In the context of a monogamous or polyamorous relationship, our deepest needs and most challenging insecurities tend to arise in powerful ways. When deciding to seek partner therapy with our significant other(s), there is an inherent choice to work on the relationship as a whole. Often, one partner will decide that the other partner needs to change, and this can lead to a feeling of stuck-ness and a sense of resentment that continues to build and negatively influence other aspects of the relationship.

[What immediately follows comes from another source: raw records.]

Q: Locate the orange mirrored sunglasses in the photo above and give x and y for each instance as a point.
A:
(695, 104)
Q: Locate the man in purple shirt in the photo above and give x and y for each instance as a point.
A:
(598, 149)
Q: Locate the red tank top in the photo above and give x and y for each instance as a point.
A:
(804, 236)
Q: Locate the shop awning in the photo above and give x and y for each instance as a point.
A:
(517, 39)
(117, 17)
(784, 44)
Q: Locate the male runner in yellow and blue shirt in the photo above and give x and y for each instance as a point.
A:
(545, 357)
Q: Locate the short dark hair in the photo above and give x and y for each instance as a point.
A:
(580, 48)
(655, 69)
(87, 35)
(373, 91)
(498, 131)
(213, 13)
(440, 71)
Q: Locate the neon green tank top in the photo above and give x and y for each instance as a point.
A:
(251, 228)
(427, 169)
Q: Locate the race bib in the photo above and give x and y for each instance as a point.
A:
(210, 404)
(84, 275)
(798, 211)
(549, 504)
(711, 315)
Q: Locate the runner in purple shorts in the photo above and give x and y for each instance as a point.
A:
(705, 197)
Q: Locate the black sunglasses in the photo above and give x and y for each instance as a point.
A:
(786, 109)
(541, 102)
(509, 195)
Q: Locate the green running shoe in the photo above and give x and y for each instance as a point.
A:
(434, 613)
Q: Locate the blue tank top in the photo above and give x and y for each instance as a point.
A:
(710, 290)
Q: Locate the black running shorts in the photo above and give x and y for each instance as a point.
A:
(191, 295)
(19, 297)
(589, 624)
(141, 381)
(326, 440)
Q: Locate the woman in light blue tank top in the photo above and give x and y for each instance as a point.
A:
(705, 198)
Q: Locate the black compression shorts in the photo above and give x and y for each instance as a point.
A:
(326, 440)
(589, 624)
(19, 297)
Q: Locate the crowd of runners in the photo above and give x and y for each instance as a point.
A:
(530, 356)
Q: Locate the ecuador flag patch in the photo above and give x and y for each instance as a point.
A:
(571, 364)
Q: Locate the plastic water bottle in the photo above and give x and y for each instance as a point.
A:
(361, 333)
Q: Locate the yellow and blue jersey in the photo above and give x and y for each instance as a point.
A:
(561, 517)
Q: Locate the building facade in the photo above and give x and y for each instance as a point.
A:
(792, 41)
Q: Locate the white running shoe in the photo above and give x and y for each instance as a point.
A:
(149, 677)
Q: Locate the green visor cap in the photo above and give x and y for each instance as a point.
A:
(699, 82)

Partner therapy acknowledges that each person has a unique experience of the relationship, and each person has needs that are seeking to be met by remaining in the relationship. If a partner feels that the relationship no longer holds meaning for them, there will be very little work to do. Partner therapy fosters an experience of mutuality, exploring and supporting each partner's yearning for the other, while honoring the idea that no relationship is perfect and some challenges are greater than others to navigate together. Every relationship includes challenges, differences among individuals, and conflicts. Relationships that last involve a mutual desire to nurture and support the other, honoring the differences and accepting that which cannot be neatly resolved.
Through narrative and experiential interventions, including restorative experiences and creative expression, partners who engage in therapy together build on their trust and demonstrate a continuing commitment to growing together, rather than drifting apart. Relationships are ultimately an ongoing series of choices, and the choice to persevere is a complex interaction of our joys, our wounds, our needs, and our desires.